Нежная белизна кожи, немного грубоватая величавость лица с крупными чертами, преждевременная полнота бюста — все это вполне гармонировало с ее происхождением, а больше всего — нежный взор ее голубых глаз, в которых разлита была страстная истома лагун. Она обнимала ими, она топила в них молодого человека, который говорил с ней в эту минуту и в которого она, очевидно, была влюблена до безумия.

Внешность его вполне оправдывала это обожание, больше чувственное, чем сентиментальное. Этот молодой человек, находившийся тогда в полном расцвете своих сил, представлял замечательный тип той мужской красоты, которая свойственна нашему Провансу и доказывает, что он действительно в течение целых веков был римской провинцией, по преимуществу, избранной землей, где римская раса наиболее прочно запечатлела свое воздействие.

Его черные волосы, коротко остриженные над прямым белым лбом, его борода, подстриженная клинышком и слегка курчавая, крепкий изгиб носа и дугой выгнутые брови делали его похожим на профиль с древней медали, который казался бы суровым, если бы в его влажных глазах не сиял весь энергичный пыл влюбленного человека, а улыбка ослепительно белых зубов не обнаруживала всей веселости южанина.

Под мягкой тканью смокинга и под пике белого жилета угадывалось крепкое и мускулистое тело, и это впечатление чисто животной силы было столь ярко, несколько излишняя жестикуляция этого малого обнаруживала такую жизнерадостность, что немудрено было не заметить, сколько непроницаемости было в этих блестящих глазах, как тонки были эти улыбающиеся губы и этот заостренный нос, не обратить внимания вообще на все признаки хитрости, определенно выступавшие на этом лице, никогда не забывавшем про расчет и самообладание, несмотря на всю свою видимую подвижность.

Два типа людей одинаково умеют обращать себе в пользу свои природные недостатки: немцы, которые маскируют свою хитрость грубостью, и провансальцы, которые прячут ее за врожденной живостью.

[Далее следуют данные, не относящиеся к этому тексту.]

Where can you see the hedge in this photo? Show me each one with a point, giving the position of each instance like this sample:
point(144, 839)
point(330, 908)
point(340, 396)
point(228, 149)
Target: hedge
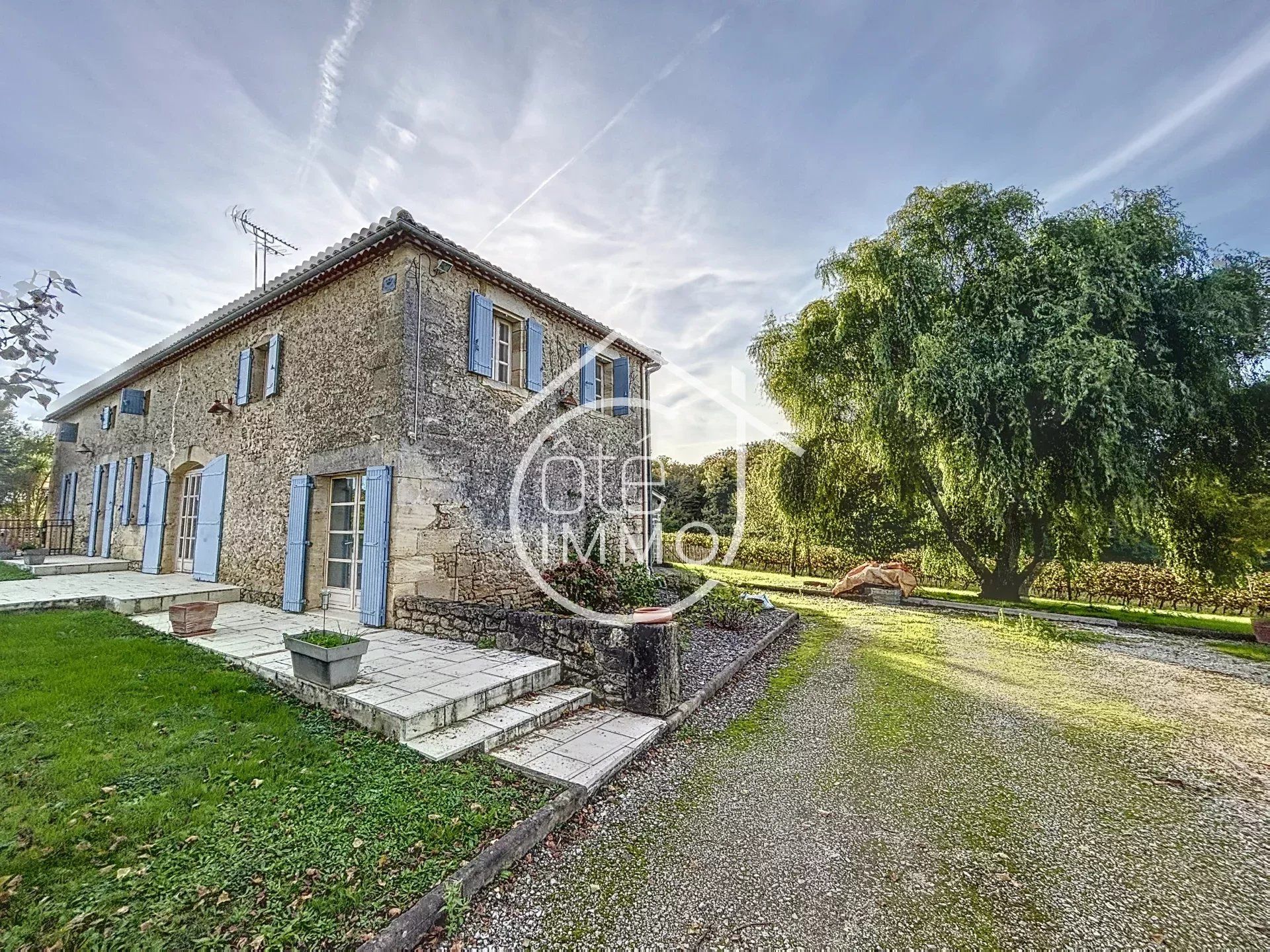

Настоящим энтузиастом, экспансивной натурой покажется вам провансалец в тот самый момент, когда он будет приводить в исполнение план, до такой степени тонко и холодно рассчитанный, как будто автор его был невозмутимым шотландцем. И кто бы мог это подумать?

В это время, раскинувшись на канапе в казино и весело болтая со своей привычной непринужденностью, виконт де Корансез — он происходил из не особенно знатной семьи, из окрестностей Барбентана — в это время он приводил к вожделенному концу самую дерзкую, невероятную и отлично обдуманную интригу! Но кто же во всем свете мог бы подозревать, что на самом деле творится в душе этого «беспечного Мариуса»? (Так прозвал его отец, старый винодел, который на глазах своих земляков-барбентанцев умер в отчаянии от постоянных долгов сына.)

Не угадали бы, конечно, этого добрые люди с берегов Роны, все более или менее приходившиеся ему родней от Авиньона и до Тараскона. Они слишком хорошо видели, как прекрасные виноградники, о которых так заботился и которые довел до такого цветущего состояния отец, переходили в чужие руки кусок за куском, чтобы дать средства на безумную жизнь наследника в Париже!